Content: There is no sex or nudity but a lot of drinking and drug taking much of the time by teenage boys. Since the film starts with Theo in Amsterdam as an adult virtually the whole film is in flashback. But in chronological order we see the explosion in the museum and Theo getting away and being taken in by the posh family. He also goes to the antique shop and meets the remaining partner, the other having died in the explosion. He is taken by his father to Las Vegas and enjoys drugs and booze with Boris, but on the death of hs father, escapes back to New York and becomes resident in the antique shop.

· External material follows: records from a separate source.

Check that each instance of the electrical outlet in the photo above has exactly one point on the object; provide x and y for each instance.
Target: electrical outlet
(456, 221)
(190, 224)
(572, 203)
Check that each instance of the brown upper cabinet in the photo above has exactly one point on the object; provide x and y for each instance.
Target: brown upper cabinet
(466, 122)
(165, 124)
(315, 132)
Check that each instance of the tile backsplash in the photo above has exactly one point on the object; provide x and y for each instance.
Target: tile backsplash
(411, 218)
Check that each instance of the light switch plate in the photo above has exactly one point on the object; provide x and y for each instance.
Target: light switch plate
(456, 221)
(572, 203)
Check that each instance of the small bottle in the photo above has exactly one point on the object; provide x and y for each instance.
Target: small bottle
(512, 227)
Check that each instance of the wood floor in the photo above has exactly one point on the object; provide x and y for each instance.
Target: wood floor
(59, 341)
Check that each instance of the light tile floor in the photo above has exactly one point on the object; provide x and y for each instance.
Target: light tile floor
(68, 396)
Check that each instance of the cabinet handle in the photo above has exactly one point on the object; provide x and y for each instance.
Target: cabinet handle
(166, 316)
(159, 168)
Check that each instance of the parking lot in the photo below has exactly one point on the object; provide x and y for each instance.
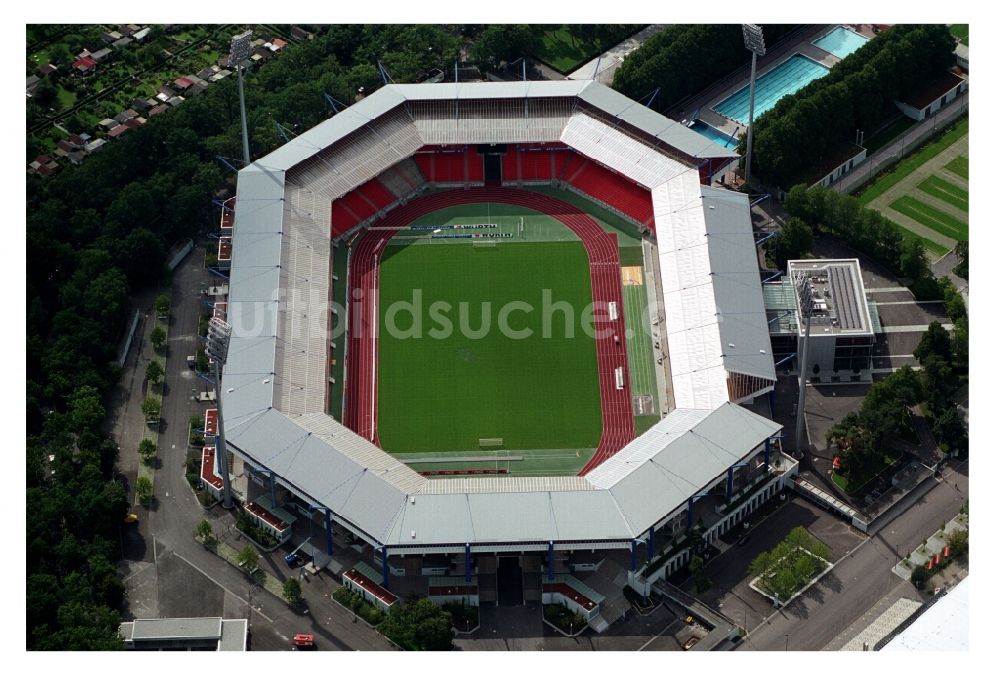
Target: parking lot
(730, 591)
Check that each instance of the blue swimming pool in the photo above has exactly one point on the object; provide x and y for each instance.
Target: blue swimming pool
(841, 42)
(714, 135)
(787, 77)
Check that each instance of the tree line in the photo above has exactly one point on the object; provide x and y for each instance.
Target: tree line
(802, 129)
(684, 59)
(98, 233)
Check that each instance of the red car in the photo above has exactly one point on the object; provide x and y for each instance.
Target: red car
(303, 641)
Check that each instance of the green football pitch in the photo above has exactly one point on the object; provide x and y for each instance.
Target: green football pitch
(447, 391)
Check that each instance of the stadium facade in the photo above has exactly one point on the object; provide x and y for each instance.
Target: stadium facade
(701, 469)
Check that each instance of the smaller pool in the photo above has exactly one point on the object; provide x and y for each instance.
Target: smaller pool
(841, 42)
(714, 135)
(787, 77)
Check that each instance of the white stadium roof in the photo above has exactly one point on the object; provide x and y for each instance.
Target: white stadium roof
(275, 379)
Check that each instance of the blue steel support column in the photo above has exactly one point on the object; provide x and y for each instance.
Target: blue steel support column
(329, 533)
(468, 563)
(385, 567)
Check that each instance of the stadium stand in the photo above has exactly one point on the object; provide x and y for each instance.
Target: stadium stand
(403, 178)
(614, 190)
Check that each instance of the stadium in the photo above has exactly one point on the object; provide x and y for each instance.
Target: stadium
(561, 464)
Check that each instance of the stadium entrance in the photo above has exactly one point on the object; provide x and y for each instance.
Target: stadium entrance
(510, 586)
(492, 169)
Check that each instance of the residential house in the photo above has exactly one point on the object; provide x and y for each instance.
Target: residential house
(44, 165)
(93, 146)
(127, 114)
(84, 65)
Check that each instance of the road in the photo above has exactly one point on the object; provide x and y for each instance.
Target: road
(168, 573)
(862, 577)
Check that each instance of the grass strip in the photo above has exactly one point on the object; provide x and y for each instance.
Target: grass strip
(910, 164)
(934, 219)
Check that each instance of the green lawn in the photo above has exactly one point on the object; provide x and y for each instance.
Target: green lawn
(929, 244)
(960, 31)
(565, 51)
(945, 191)
(910, 164)
(934, 219)
(891, 131)
(445, 390)
(959, 166)
(641, 363)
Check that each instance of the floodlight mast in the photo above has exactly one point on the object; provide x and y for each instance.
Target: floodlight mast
(239, 51)
(217, 348)
(753, 39)
(803, 293)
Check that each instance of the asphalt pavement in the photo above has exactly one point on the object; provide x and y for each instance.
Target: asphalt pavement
(165, 570)
(861, 577)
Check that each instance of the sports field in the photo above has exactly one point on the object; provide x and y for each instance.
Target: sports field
(453, 390)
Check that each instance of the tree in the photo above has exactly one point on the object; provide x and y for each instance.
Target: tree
(500, 43)
(162, 305)
(419, 625)
(292, 590)
(151, 409)
(950, 431)
(248, 558)
(934, 342)
(697, 569)
(203, 529)
(144, 490)
(962, 254)
(794, 241)
(86, 410)
(157, 337)
(147, 450)
(154, 372)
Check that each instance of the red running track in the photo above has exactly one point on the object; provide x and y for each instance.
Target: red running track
(605, 282)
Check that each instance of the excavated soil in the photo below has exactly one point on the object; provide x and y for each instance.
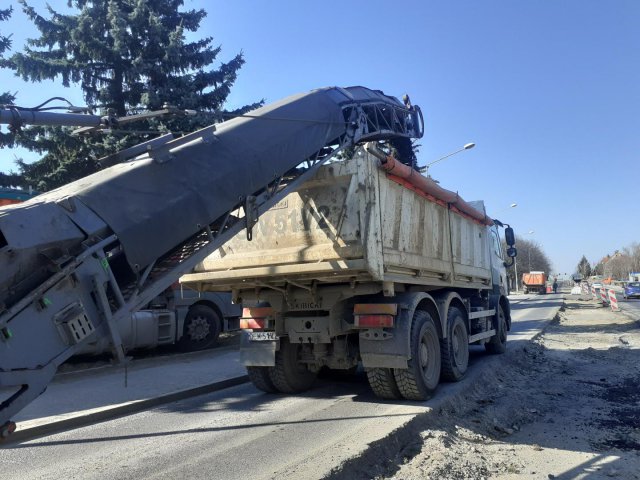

A View: This film bombed at the box office and was disliked by most of the critics who felt that it had missed the essential wonderfulness of the book. The author won the 2014 Pulitzer Prize for it. Well, I have read the book and now have been surprised to find that I am not alone in thinking that it is so pretentious it can hardly get over itself. So for me the truncated version on screen, which only briefly features each of the many segments of Theo’s life, was quite acceptable. Well filmed by Roger Deakins, so still worth a view for nothing.
Additional Info: The painting is in the Hague. It was signed and dated by the artisit Carel Fabritius in 1654 and may have been in his workshop when he was killed by an explosion in a gunpowder factory next door.